Me pregunto si es
posible cambiar el orbe, en el sentido que a ello se le suele dar, entendido como
un acto de voluntad. Es cierto que el
mundo cambia, no permanece inmutable, pero lo hace a pesar de nosotros y con
nosotros, no como un efecto proyectado de antemano. Y los intentos para hacerlo
así, para alcanzar la nueva sociedad y el nuevo hombre, han sido hasta ahora
sueños que acabaron convertidos en espeluznantes pesadillas.

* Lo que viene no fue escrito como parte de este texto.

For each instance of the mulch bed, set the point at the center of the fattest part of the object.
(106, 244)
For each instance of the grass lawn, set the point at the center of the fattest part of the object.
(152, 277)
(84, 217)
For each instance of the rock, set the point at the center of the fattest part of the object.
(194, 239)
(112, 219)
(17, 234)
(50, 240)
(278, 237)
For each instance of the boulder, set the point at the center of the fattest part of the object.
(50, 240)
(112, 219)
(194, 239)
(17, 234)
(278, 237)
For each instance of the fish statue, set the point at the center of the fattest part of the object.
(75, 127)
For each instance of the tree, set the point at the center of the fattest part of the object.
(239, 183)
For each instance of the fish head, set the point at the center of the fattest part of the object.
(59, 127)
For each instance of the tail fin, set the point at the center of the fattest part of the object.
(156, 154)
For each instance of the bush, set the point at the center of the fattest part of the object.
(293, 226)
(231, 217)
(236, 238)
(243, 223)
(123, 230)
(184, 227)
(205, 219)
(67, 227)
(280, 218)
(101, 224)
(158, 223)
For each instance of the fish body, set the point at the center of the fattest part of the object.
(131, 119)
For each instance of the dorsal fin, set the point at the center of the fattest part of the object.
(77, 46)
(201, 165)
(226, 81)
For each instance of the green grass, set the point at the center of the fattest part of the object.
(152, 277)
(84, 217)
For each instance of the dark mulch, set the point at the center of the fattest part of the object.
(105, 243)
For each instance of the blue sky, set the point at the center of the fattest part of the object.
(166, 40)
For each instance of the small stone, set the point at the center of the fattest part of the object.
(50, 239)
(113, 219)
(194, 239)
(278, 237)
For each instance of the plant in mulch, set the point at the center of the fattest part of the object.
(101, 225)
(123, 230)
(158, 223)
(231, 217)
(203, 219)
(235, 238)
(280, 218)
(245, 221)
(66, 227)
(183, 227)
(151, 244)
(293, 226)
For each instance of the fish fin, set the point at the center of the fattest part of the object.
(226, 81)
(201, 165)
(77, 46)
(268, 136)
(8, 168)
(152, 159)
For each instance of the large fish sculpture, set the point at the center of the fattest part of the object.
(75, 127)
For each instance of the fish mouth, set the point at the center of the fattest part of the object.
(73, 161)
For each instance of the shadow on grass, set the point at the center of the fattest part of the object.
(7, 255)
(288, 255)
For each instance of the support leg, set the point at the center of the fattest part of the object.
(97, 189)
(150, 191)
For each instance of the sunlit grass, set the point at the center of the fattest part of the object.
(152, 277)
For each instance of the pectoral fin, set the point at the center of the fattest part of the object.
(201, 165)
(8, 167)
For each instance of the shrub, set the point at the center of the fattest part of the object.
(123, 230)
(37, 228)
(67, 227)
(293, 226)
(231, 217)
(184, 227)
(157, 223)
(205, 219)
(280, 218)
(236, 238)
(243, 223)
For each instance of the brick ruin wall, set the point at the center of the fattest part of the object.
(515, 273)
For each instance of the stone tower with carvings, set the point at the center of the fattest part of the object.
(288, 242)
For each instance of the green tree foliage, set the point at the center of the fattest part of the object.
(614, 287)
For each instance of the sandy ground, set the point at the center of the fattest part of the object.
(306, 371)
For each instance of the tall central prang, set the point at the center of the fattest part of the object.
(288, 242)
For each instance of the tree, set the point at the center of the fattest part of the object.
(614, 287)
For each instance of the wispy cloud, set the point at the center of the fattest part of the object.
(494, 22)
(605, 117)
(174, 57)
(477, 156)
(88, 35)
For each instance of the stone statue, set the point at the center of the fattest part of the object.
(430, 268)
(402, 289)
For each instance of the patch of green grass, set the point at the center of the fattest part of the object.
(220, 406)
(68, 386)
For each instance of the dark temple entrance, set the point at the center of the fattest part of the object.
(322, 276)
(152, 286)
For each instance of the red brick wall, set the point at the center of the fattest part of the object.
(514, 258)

La sociedad y sus estructuras evolucionan, o
involucionan, al margen de nuestros deseos, como consecuencia de movimientos de
fondo asociados a cambios técnicos; los supuestos visionarios, adelantados o
adalides que, subidos a la cresta de la ola de esas mutaciones, emergen como
responsables de las mismas no son otra cosa que expresión e instrumento de
ellas. Desconfío, pues, de los predicadores civiles y laicos que, como los
otros, prometen felicidad y buenas nuevas, pero que no son más que sectarios
mensajeros del sufrimiento. Es por ello
que prefiero la evolución a la revolución y, en todo caso, soy más partidario
de morir de sed que ahogado por las tempestades provocadas para revertir aquella.